Tonight, Darlene’s hair was slicked up into a topknot and shone, a metallic blond, in the light. Her eyelids gleamed blue, unearthly.

“How are you?” asked Ginger.

“I just want to say... I am someone,” said Darlene. She looked dazed. “I am going to graduate with a B average in communications.” She sat down. “Listen.” She closed her eyes. “I left a message on his answering machine. I said, I’ll do anything. Let me. I’ll change.”

“What?” Ginger asked, alarmed.

“I tried to do what you said,” she said. “I know how to fool him. I’ll keep calling him. I’ll be what you said, generous, you’re right, I have been selfish—”

“No,” said Ginger. “That’s not what I meant—”

The girl stared at her with her reptilian eyes. “Then what do I do?” she said, and her voice was hoarse. “Tell me, what do I do?”
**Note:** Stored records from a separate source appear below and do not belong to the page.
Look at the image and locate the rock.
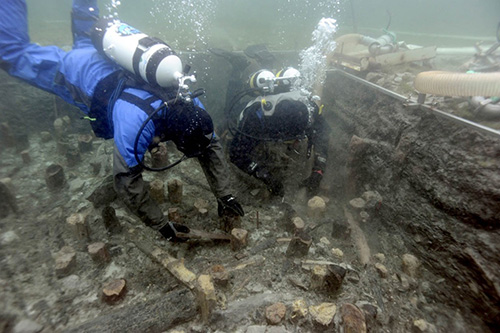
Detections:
[55,246,76,277]
[349,198,366,209]
[193,198,209,211]
[40,131,52,143]
[331,248,344,259]
[196,274,217,323]
[0,230,19,245]
[309,303,337,328]
[149,179,165,204]
[319,237,330,245]
[340,303,366,333]
[66,213,90,241]
[373,253,385,264]
[45,164,66,191]
[87,242,111,264]
[307,196,326,218]
[402,253,421,277]
[78,134,93,153]
[375,263,389,279]
[288,216,306,235]
[245,325,267,333]
[12,319,43,333]
[290,299,309,321]
[208,265,229,287]
[167,207,182,223]
[87,175,117,208]
[102,279,127,304]
[412,319,436,333]
[266,303,286,325]
[167,179,183,203]
[361,191,382,209]
[310,265,327,290]
[231,228,248,251]
[101,206,122,234]
[359,210,370,223]
[151,142,168,169]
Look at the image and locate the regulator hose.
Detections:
[414,71,500,97]
[226,88,303,142]
[134,89,205,172]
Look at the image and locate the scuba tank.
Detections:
[91,19,183,88]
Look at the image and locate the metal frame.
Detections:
[328,69,500,139]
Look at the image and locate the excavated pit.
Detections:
[0,55,500,332]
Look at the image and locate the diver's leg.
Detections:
[71,0,99,48]
[0,0,66,93]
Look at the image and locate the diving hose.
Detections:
[134,89,205,172]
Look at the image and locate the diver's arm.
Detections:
[113,94,164,229]
[198,136,232,198]
[113,144,165,229]
[229,106,263,175]
[307,106,331,173]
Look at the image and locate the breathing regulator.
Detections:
[248,67,300,94]
[226,67,319,141]
[91,18,204,171]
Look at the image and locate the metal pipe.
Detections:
[328,69,500,139]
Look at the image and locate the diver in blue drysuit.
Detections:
[0,0,244,238]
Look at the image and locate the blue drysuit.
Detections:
[0,0,230,228]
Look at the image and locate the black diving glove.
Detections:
[300,170,323,197]
[158,222,190,242]
[254,168,285,197]
[217,194,245,217]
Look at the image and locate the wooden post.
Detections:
[167,179,183,203]
[196,274,217,323]
[21,150,31,164]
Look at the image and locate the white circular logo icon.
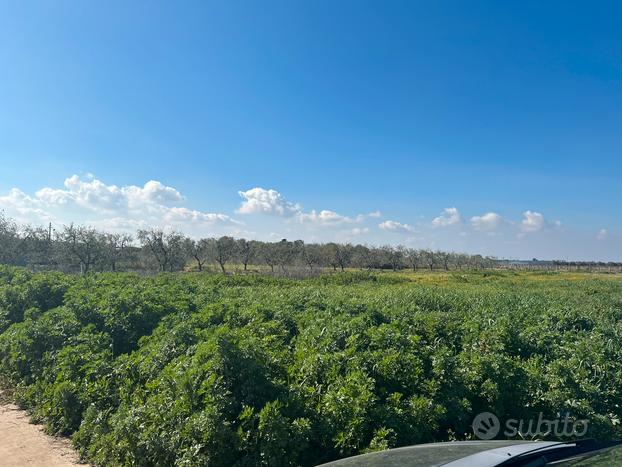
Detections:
[471,412,501,440]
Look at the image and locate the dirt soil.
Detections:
[0,393,85,467]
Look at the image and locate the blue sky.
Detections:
[0,1,622,260]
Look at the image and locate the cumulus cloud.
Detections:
[0,175,240,233]
[378,221,414,234]
[520,211,562,233]
[300,209,362,225]
[432,207,462,227]
[470,212,503,232]
[237,187,301,216]
[35,175,184,211]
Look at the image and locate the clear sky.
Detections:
[0,0,622,260]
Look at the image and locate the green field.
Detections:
[0,268,622,466]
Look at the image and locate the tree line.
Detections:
[0,212,620,274]
[0,213,496,273]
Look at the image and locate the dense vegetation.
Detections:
[0,267,622,465]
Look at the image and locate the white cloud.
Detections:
[520,211,547,232]
[596,229,609,240]
[0,175,240,235]
[470,212,503,232]
[378,221,414,234]
[237,187,301,216]
[432,207,462,227]
[35,175,184,211]
[300,209,362,225]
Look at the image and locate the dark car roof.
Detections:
[322,440,560,467]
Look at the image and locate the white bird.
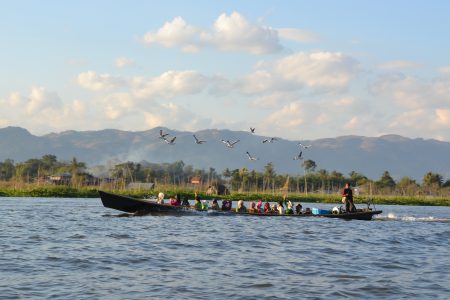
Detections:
[263,138,278,143]
[222,140,239,148]
[245,151,259,160]
[294,151,303,160]
[159,129,169,140]
[192,134,206,144]
[164,136,177,145]
[298,143,312,149]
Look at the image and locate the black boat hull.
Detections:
[99,191,382,220]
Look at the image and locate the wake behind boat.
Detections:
[99,191,382,220]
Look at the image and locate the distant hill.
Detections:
[0,127,450,180]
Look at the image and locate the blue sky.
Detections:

Music exploded from a band gathered near the stage. The audience clapped along. “Let’s hear where everyone’s from, all at once!” the cruise director called. The room rang with hundreds of voices. Los Angeles. Palm Springs. Ottawa. Denver. Orlando. New York. ‘Welcome aboard!” the cruise director called. “Time to relax. Shake off those fancy duds. We want to make you all a deal. We need a pair of pants. Someone take off a pair! We’ll give you fifty dollars! Come on, you’ll never see these people again in your life!” Ginger did not know what to tell the girl, and the sorrow in her eyes was unnerving. Instead, Ginger turned her attention to the stage. She used to love crowds, the way the people in them became one roar, one sound. But now, for the first time, all the people appeared vulnerable to her. Passengers drifted onto the stage, performing various tricks: singing “God Bless America,” attempting to juggle, dancing the rumba. They wanted to take off their pants in front of each other or scream out the names of their home cities; they were confused about their place in the world, and they wanted to be told that they did not deserve it. They had everything in common with her.
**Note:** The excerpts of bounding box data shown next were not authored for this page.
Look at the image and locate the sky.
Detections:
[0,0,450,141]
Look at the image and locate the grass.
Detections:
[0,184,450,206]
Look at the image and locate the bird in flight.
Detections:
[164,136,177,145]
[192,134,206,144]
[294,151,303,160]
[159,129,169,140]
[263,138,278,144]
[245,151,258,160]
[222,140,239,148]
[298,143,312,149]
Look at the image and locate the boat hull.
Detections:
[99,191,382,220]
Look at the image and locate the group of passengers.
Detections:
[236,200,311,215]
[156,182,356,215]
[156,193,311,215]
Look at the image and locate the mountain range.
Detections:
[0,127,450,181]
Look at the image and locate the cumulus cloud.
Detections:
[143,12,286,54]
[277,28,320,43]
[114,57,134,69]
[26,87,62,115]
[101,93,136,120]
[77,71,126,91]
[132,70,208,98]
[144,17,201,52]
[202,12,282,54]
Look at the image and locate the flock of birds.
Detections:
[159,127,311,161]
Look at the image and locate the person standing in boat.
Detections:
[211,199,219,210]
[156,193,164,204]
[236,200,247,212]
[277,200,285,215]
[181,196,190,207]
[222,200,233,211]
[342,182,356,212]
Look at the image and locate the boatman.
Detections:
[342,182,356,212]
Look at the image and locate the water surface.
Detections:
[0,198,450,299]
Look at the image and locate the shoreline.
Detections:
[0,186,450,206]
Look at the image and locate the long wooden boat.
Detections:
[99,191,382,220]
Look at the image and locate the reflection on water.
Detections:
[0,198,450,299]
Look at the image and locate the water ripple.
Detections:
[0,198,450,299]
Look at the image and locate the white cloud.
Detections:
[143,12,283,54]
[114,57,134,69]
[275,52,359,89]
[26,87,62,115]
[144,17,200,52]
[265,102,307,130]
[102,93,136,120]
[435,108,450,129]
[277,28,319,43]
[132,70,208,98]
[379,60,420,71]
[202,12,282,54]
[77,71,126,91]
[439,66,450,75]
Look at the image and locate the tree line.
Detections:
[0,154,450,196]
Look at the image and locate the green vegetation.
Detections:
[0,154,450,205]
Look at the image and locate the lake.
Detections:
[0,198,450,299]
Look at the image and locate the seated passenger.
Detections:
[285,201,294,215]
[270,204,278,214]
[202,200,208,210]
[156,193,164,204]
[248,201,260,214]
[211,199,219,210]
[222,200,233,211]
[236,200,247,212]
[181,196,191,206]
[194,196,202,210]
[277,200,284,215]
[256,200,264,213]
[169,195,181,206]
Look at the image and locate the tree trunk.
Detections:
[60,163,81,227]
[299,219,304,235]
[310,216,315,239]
Yet everyone on the stage also looked pleased to be up there, happy to be briefly bathed in light. They smiled at the sound of cheering, their faces simple in their hunger for recognition. She did not know what to tell Darlene, and suddenly she envied everyone on the stage. She wanted to be with the others, to have a talent, to simply stand in the clear white light.

Ginger raised her hand. The emcee called on her, and she made her way to the stage. The lights glared hard and white in her eyes. Clutching her purse, she felt the weight of her money in it. “Passengers,” she called. They stood like sad soldiers before their futures.
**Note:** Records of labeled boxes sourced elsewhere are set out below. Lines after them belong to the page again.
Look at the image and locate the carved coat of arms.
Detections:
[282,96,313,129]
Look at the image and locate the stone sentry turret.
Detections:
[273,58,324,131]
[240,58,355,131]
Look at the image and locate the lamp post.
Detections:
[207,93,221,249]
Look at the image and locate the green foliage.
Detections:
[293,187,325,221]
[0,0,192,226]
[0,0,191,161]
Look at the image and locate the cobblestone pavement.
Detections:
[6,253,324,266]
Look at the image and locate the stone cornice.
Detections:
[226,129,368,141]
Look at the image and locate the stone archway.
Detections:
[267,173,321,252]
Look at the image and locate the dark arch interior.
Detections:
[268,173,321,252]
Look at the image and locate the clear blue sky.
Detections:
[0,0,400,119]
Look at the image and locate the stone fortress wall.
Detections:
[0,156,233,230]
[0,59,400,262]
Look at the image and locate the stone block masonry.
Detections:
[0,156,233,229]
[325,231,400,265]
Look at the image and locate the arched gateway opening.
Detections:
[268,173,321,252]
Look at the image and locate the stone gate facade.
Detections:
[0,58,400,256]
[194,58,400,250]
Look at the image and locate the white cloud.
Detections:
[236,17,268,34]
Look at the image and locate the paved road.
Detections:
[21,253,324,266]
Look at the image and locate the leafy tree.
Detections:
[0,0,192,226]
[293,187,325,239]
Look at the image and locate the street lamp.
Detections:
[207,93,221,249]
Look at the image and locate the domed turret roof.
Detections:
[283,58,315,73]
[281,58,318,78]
“My name is Ginger Klein and I’m going to make you rich. Give me a dollar,” she called. “Everyone. A dollar.”

They dug into their pockets and a few brought dollars out. She enjoyed watching them obey her. But what was the next step?

“Catch,” she called.

She reached into her purse and pulled out a handful of bills. She threw them into the spangled darkness. There were screams of disbelief, laughter. She dug in her purse and tossed out more. The passengers leapt from their seats and dove for the money. They were unhinged, thrilled, alive. Their screams of joy blossomed inside her. Her purse grew lighter and lighter.

After a while, the emcee strode onto the stage and gently moved her off the stage. “Thank you, Ginger Klein!” he yelled. “Best talent of the night, huh?” She paused, wanting to tell them something more, but did not know what it would be. Applause thundered in her chest; she had, somehow, been successful. She walked slowly down the stairs, looking for Darlene. “Darlene,” she said, softly, then louder. “I’m here.”

She did not see her. Ginger imagined how the girl would walk, carelessly, off the ship by herself at the end of the week. Darlene would join the living pouring toward the shore, clutching her souvenir ivory penguins and Eskimo dolls, going to her future boyfriends and houses and lawns and exercise classes and book clubs and golf games. “Darlene,” she said, wanting to walk down the ramp with her, shading her own eyes against the dazzling sunlight, gripping Darlene’s arm.